The only major issue is that MPEG wants clarification that it can also transport system streams, for example BIFS, in the Simple format. Stephan expressed concern about the suggestion to transport BIFS in the Simple format; this is a significant extension to the scope, and raises a number of security and reliability issues. Philippe noted that the Generic format has a section that explains the issues, and that BIFS defines robustness features itself. Stephan is not convinced that the BIFS robustness features are sufficient: for BIFS you need reliable transport. Young-Kwon Lim and Philippe disagreed; noting that BIFS was designed for robustness. Steve Casner concluded the discussion, noting that there is controversy, and that any addition to the Simple format to carry BIFS must clearly explain the issues.

Steve Casner liked the idea of putting forward what we're sure about, but noted that the Simple draft is currently written as a subset of Generic, and uses the MIME type of Generic, with parameters to specify usage. If we do things the other way around, we have to decide if the MIME type still makes sense.

Steve Casner asked about the implementation status of RFC 3016, and if the need for LATM audio would continue. Philippe noted that 3GPP has taken RFC 3016 as part of their standards, so LATM audio will likely continue to be used there, but that MPEG are trying to promote the Simple format for audio since it offers improved performance compared to RFC 3016. There was an inconclusive discussion on the possible future of RFC 3016 audio.
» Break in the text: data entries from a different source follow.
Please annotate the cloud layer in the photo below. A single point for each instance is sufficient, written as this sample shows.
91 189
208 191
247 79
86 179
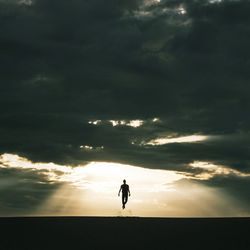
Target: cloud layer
179 67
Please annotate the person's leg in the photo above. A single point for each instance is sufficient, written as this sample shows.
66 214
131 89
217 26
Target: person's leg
123 201
125 198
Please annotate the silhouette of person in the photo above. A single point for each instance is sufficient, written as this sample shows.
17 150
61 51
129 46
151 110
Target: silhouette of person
125 192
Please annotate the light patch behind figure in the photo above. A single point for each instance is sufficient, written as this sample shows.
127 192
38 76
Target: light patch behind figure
91 190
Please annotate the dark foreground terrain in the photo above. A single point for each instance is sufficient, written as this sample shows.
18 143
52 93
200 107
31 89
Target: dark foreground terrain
124 233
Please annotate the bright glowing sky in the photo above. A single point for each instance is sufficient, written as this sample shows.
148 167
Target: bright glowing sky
154 91
92 190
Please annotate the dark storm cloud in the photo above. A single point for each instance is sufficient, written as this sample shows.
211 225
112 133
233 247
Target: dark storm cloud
23 191
64 63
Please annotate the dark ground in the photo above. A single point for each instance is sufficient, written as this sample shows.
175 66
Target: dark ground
124 233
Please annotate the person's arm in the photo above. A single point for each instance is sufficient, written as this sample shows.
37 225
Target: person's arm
119 191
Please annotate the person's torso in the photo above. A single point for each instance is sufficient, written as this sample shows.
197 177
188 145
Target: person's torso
125 188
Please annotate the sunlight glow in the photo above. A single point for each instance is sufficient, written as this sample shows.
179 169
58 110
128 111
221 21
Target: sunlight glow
212 170
183 139
92 190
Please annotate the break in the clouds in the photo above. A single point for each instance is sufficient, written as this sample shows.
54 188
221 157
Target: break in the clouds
154 84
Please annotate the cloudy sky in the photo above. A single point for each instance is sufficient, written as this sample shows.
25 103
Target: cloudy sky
154 91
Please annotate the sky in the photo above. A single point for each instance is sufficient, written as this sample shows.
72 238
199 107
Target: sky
152 91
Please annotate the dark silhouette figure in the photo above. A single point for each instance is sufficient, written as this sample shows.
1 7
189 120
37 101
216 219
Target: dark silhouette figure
125 192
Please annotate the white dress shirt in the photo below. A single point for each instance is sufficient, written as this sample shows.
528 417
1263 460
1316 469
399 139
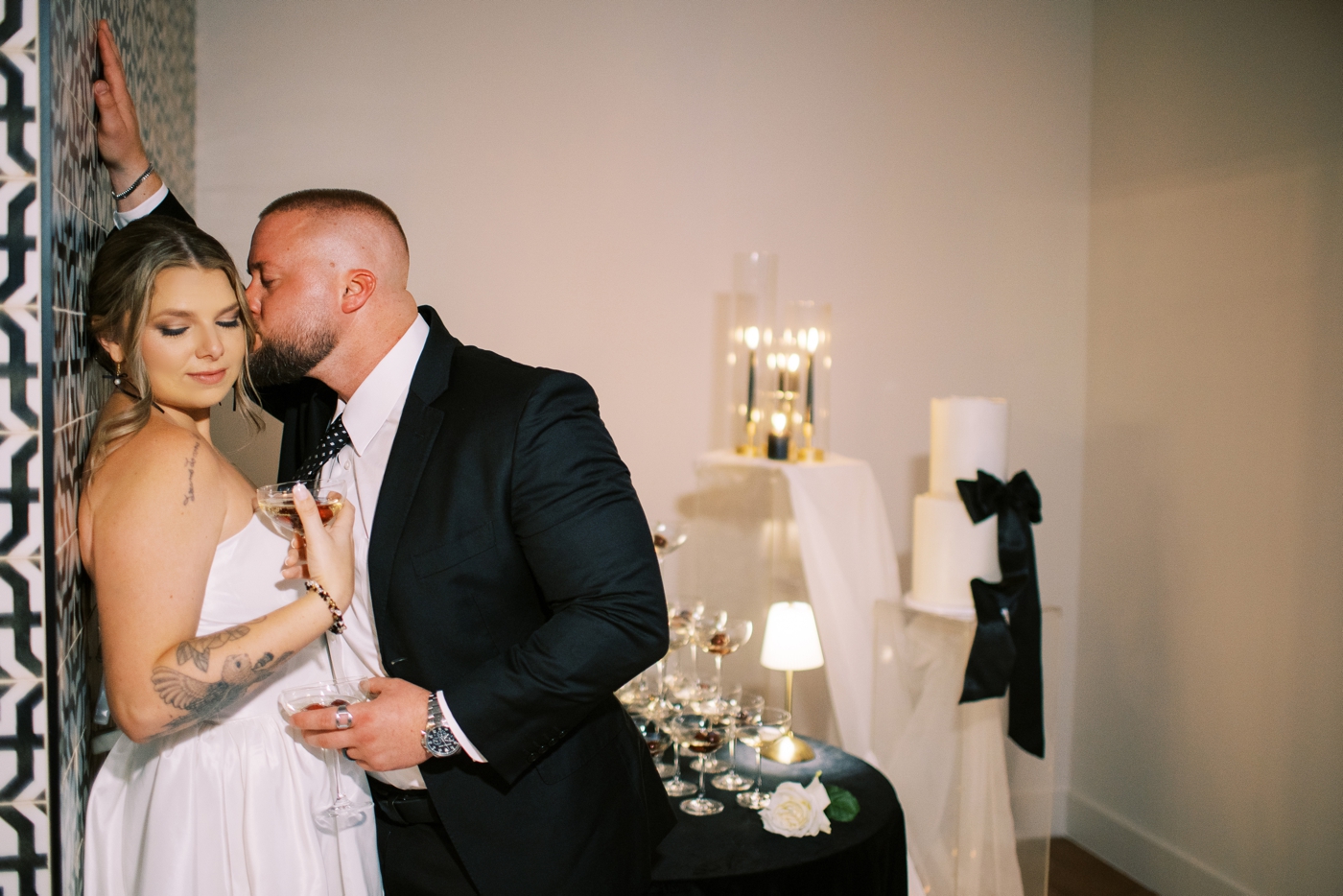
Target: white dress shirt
123 218
371 416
Colin Perkins expressed concern that we have RFC 3016, the Simple format (which is a minor extension of that), and we may well have Generic which is another extension. Are we getting a proliferation of MPEG-4 payload formats? Philippe noted that the only alternative is a true proliferation: one for each type of MPEG elementary stream. Stephan Wenger suggested that the Generic draft was "mostly seen as a toolbox, from which you pick and choose whatever is necessary for a certain application" and should be an informational RFC so the other formats could pick-and-choose from it, since it's unlikely to make it past Proposed Standard anyway (needing multiple complete implementations).

The status of the FlexMux format was queried: will it be completed? Colin Perkins noted that we already have RTP header compression and RTP specific multiplexing, but that FlexMux is a potential alternative for MPEG-4 content.

Colin Perkins again expressed concern about the potential for proliferation of MPEG-4 payload formats. Young-Kwon Lim noted that the original MPEG aim was to produce one format, but they started with a simple format because of IETF procedural issues. They plan to make everything a subset of Generic, rather than defining new formats. Colin Perkins was concerned that we may work through several possible subsets of Generic, making each an RFC, and that this would be unfortunate. Stephan Wenger agreed that proliferation of RFCs was bad, but noted that the concern about the Generic format was that it is too complex. Given the choice between one excessively complex format, and a proliferation of simpler formats, he may choose the proliferation. Steve Casner noted that the real conflict is between RFC 3016 and Simple, rather than between Simple and Generic. If we accept this conflict, we should go forward with Simple and follow it with Generic eventually, trying to avoid intermediate RFCs between Simple and Generic.

Young-Kwon Lim discussed the framework for the carriage of MPEG-4 content (draft-singer-mpeg4-ip-04.txt). This is a part of the MPEG-4 standard, 14496-8, and is intended to be published as an informational RFC in the IETF, providing an umbrella specification with guidelines for designing new MPEG-4 payload formats, and listing the common MIME types. Colin Perkins asked about the procedural issues: how can this be part of the MPEG-4 standard, when it references an Internet-Draft? Young-Kwon replied that there will be a delay in this part of the MPEG-4 standard, until the draft is published as an RFC. Stephan Wenger supported publication of the framework as an RFC, as well as part of MPEG-4, but worried about the possibility of divergence between the RFC and MPEG-4. Steve Casner agreed that publishing a framework pointing to the other documents is a good idea, but noted that this draft also has some normative aspects, and it is this which causes the problems (e.g., the definition of the MIME types in the framework). Philippe Gentric suggested splitting the framework draft, for example putting the MIME types into a separate document. Colin Perkins noted that he thought the draft was fundamentally okay, but we really needed to make sure it's consistent with the payload formats, rather than making fundamental changes. We need to check that the draft is consistent and correct, then move it forwards.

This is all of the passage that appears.